On Tuesday, Allahabad High Court’s single-judge bench of Justice Siddharth made the observation while granting anticipatory bail to a person who had moved the plea citing that he ran the risk of being infected, if arrested. The court noted that a number of First Information Reports have been lodged in villages of Uttar Pradesh due to violation of coronavirus protocols.
“Keeping in view the overall situation of the villages after the Panchayat elections large number of accused persons may be infected and their infection may not have been detected,” the court said. It added that the state government was already struggling to control the spread of the virus in urban areas and it would be “very difficult” to conduct the test, detect and treat the village population.
Taking these observations into consideration, the court held that the apprehension of the accused of being infected by the virus before and after his arrest, and subsequently spreading the infection, was a valid one. The accused, Pratik Jain, was given anticipatory bail till January 3, 2022.
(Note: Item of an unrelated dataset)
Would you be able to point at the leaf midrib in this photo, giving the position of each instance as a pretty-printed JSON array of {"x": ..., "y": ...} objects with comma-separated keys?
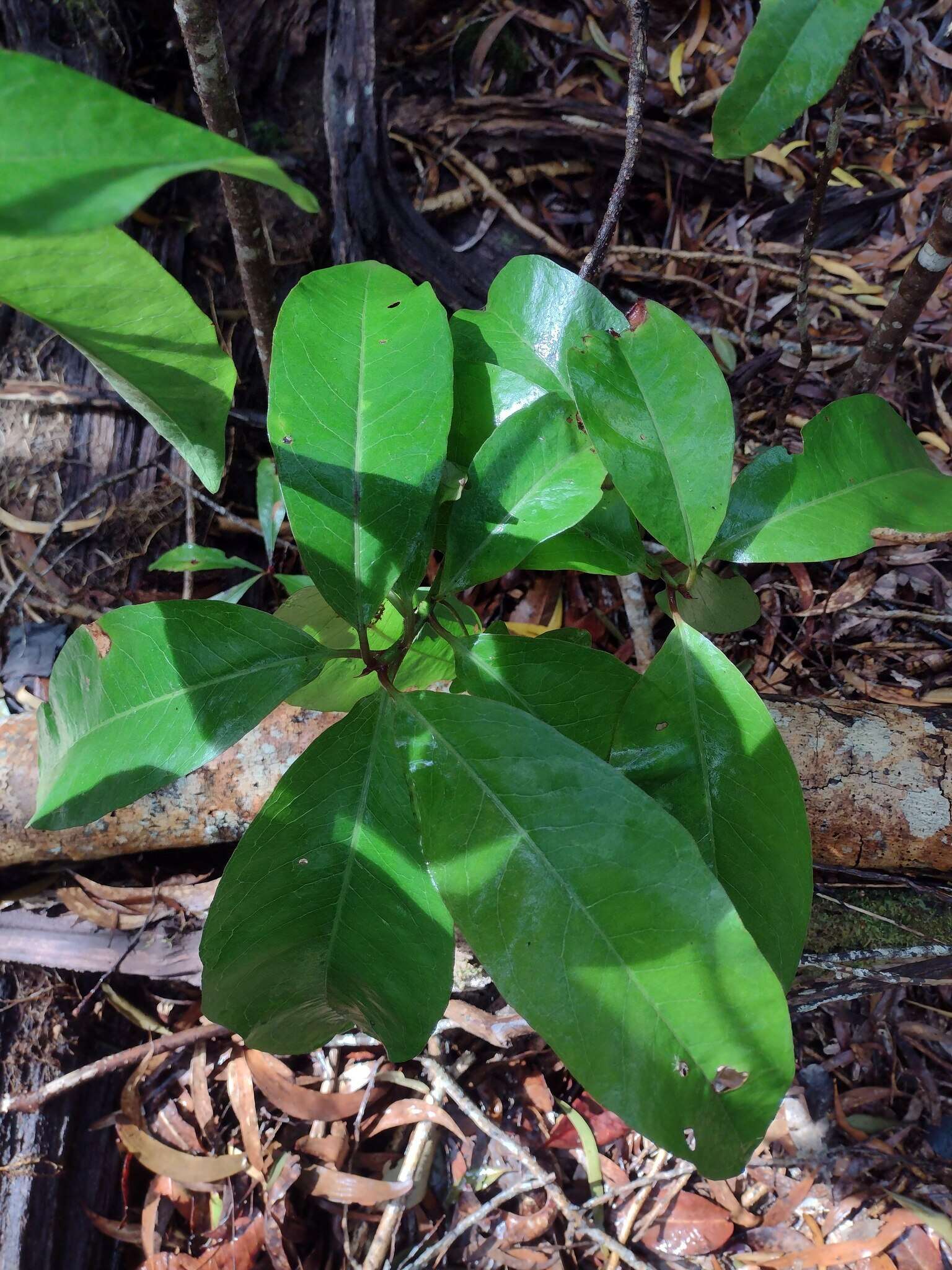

“Only when the accused would be protected from apprehension of death, the apprehension of his arrest would arise,” the Allahabad High Court noted, according to The Indian Express. “Article 21…provides for protection of life and personal liberty of every citizen.”
The court also mentioned the case of journalist Siddique Kappan who was granted permission to be shifted from Mathura Jail to a government hospital in Delhi for treatment, after testing positive for coronavirus.
Allahabad HC suggests higher compensation for polling officers
In a separate case, the Allahabad High Court asked the Uttar Pradesh government to reconsider the compensation announced for polling officers who died on duty during the panchayat elections due to coronavirus, The Indian Express reported. The government had announced a compensation of Rs 30 lakh to the families of each polling officer, but the court said that it should be around Rs 1 crore.
During the proceedings of a suo motu petition on the pandemic situation in the state, the court observed that the amount of compensation is “very less” considering the fact that the deceased persons had not volunteered to render his/ her services during election, Bar and Bench reported.
On April 29, Uttar Pradesh Prathmik Shiksha Sangh, a teachers’ body came up with a list of 706 teachers and shiksha mitras (para-teachers) who died on election duty. The list was later tweeted by Congress leader Priyanka Gandhi Vadra.
In another order, the court directed the Uttar Pradesh government to form a three-member Pandemic Public Grievance Committee in every district of the state to address complaints of citizens regarding the pandemic situation. The court said that the committees should be set up within 48 hours, Bar and Bench reported.
The court also ordered the state government and Centre to place a roadmap of how they propose to inoculate physically challenged people who cannot be brought to vaccination centres and “illiterate labours and other villagers” in the age group of 18-45 who will not be able to register themselves for the coronavirus vaccine online.